I don't know about any case in Texas. I do know about a case in Missoula, Montana where a guy with the last name Kaarma shot a teenager in his garage. He had left the garage open hoping someone would enter illegally so he could shoot them. He blasted the German high school student four times with a shotgun. He tried to use the Castle Doctrine for his defense and failed. I didn't hear about anyone testifying about an altered shotgun. Please don't pop any blood vessels worrying about the inside of my G21 being too shiny, I know I won't! 
Goldwing


----------



## hud35500 (May 8, 2010)

"Some people you just can't reach!" Oh well, I tried!


----------



## Goldwing (Nov 5, 2014)

hud35500 said:


> "Some people you just can't reach!" Oh well, I tried!

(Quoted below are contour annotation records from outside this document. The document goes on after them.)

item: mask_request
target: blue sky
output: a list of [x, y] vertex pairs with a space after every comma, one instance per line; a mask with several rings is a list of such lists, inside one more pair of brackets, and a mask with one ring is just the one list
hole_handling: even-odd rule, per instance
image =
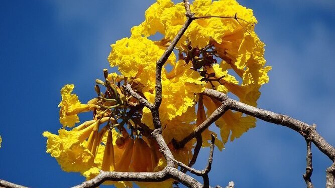
[[[75, 85], [83, 101], [108, 68], [109, 45], [130, 35], [154, 1], [88, 0], [0, 2], [0, 178], [34, 187], [69, 187], [83, 178], [62, 171], [45, 152], [42, 133], [61, 127], [60, 89]], [[259, 107], [288, 114], [335, 145], [335, 2], [252, 1], [256, 31], [266, 44], [270, 83]], [[255, 128], [215, 150], [210, 184], [233, 180], [240, 187], [305, 187], [305, 143], [286, 127], [258, 121]], [[324, 186], [331, 161], [313, 147], [316, 187]], [[195, 167], [202, 168], [208, 149]]]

I can see that you tried. I can't be reached with B.S. and bluster and referencing all of these cases where good shootings that turned into good guy convictions because their triggers weren't of a certain weight. Is there an actual shooting of a teenager in a garage in Texas, or are you referring to the Missoula shooting and ignoring the facts? Sorry HUD but I am forced to call BULLSHIT!
Goldwing


----------



## neorebel (Dec 25, 2013)

If the trigger is around 5 pounds you're fine. 

That is the industry standard. 

He probably just polished the surfaces and no one would know the difference as long as it's around 5 pounds anyway. 

When it comes to lawyers tell them as little as possible in court. NEVER elaborate or get cocky.


----------



## denner (Jun 3, 2011)

45acpnut said:


> Please give us specific cases where this has happened.


Maybe it has never happened, but I assume it has. This was written by an attorney for the Armed Citizen Legal Defense Network. Only you can decide, also remember just because you may not be convicted in a close call, most assuredly a civil suit will follow with the burden of proof being much, much, lower for the plaintiff's attorney. I'm not alluding to the OP's trigger job in this instance as reaching concern, but it's a good read none the less and very illustrative on how the courts, jury and prosecution may work depending. "You takes your chances."

https://www.armedcitizensnetwork.org/gun-modifications


----------



## Smitty79 (Oct 19, 2012)

I think the best trigger job for an EDC gun is lots of rounds down range. It will smooth things out and reduce the pull, like a limited polish job.


----------